Canadian Mennonite
Volume 10, No. 18
September 18, 2006


Facing up to our changing country

The country around us is going through major changes in age, childbearing and immigration. Within the next decade Canada is going to become a country with fewer children, more seniors and a much larger percentage of immigrants from non-European backgrounds.

If it seems like there are fewer children up front at your congregation, one reason is there really are fewer children around, period—and there will be even less in future years if you aren’t living in Toronto, Montreal, Vancouver or in northern Canada. On the other hand, there are also a growing group of people in their 50s and 60s in our churches that are healthier, wealthier and more educated than their parents were a generation ago.

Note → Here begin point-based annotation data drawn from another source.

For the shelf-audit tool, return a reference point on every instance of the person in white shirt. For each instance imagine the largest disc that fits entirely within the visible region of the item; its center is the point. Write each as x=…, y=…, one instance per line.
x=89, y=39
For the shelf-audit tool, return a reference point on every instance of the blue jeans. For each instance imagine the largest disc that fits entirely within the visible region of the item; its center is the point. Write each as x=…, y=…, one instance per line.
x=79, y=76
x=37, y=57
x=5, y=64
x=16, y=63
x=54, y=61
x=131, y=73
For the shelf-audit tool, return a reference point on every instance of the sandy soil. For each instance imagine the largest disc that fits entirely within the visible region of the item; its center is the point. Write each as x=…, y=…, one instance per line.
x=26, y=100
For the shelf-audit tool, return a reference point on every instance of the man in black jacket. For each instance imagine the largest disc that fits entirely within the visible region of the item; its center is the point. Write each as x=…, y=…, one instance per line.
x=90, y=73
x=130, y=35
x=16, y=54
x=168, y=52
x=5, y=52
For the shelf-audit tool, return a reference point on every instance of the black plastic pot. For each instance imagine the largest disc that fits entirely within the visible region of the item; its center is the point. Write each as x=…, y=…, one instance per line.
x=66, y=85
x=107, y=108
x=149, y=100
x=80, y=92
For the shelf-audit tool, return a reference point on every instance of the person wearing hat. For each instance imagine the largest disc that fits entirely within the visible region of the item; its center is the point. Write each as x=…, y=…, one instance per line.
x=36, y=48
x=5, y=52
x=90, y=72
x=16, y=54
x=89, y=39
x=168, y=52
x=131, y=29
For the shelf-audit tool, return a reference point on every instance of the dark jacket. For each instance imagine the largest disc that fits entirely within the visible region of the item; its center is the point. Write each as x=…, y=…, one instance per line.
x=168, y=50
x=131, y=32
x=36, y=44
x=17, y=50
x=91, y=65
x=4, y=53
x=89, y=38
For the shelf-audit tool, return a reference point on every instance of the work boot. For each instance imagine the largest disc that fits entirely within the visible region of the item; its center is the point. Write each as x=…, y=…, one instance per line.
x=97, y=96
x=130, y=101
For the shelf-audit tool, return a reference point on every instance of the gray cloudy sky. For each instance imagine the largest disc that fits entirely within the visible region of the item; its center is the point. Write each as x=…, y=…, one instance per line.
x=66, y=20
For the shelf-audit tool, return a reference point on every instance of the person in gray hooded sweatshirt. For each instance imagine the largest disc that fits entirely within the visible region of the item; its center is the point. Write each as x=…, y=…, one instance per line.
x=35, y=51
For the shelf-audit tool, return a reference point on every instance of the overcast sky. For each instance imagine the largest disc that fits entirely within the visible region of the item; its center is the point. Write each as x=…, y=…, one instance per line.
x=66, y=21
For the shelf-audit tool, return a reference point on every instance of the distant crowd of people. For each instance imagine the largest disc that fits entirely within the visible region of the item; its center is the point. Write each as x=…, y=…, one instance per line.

“By 2015, the number of elderly [65 or older] will outnumber the number of children [those under 15]. This is unprecedented in Canadian history,” said Hilda Hildebrand of Bethel Mennonite Church, Winnipeg, at a seminar she presented on demographic trends at the recent MC Canada national assembly. “If we are not careful, we are on the way to being a seniors support centre.”

Overall, Canada’s birth rate is now 1.5 children per woman, well below the 2.1 replacement rate to keep the population from shrinking. We have now been at less than the replacement rate for more than 30 years and birth rates are particularly low among families of European descent. About two-thirds of our total population growth is now due to immigration.

Further, without taking anything away from the importance of seeking to bring all those around us into our faith communities, the raising up of children within the church has a huge impact on who is there to carry on the work of the kingdom in the following generation. For example, Canadian sociologist Reginald Bibby points out that most of the growth of non-Christian faiths in Canada is due to immigration and higher birth rates among those already of these faiths, not because of conversions.

A hard truth is that the number of Mennonites in Canada dropped from 208,000 in 1991 to 191,500 in 2001, a decrease of 16,500 (or 8 percent) in 10 years. I wasn’t able to find any figures on the birth rate among Mennonites specifically, but our overall demographic makeup matches the parts of Canadian society that are dropping in numbers the fastest due to low birth rates. Urbanization is also having its effect on many Mennonite churches. At a basic level, our churches’ ability to draw more people—whether from internal or external growth—into our faith communities depends on people being “there” in the first place.

Hildebrand stated that two tasks the church must succeed at in the future were unloosing the gifts and skills of its growing group of seniors and attracting immigrants.

As of 2001, just 2 percent of Canadian Mennonites were from a visible minority (for example, of Asian, African, Arab or Latin American origin). We need to understand the cultures of, and be effective in ministry to, Canadian newcomers, especially the largest current group that is from China. In the future, Chinese migration looks likely to slow, as India and Africa become the primary sources of immigration. Looking locally, aboriginal Canadians are also growing significantly in numbers. All other groups, despite regional differences, are decreasing in size due to birth rates.

Now, faithfulness to God is not defined by birth rates or numbers, and there is much more to be said about how to keep our churches healthy in coming generations. But demographic change is something we have to look at openly.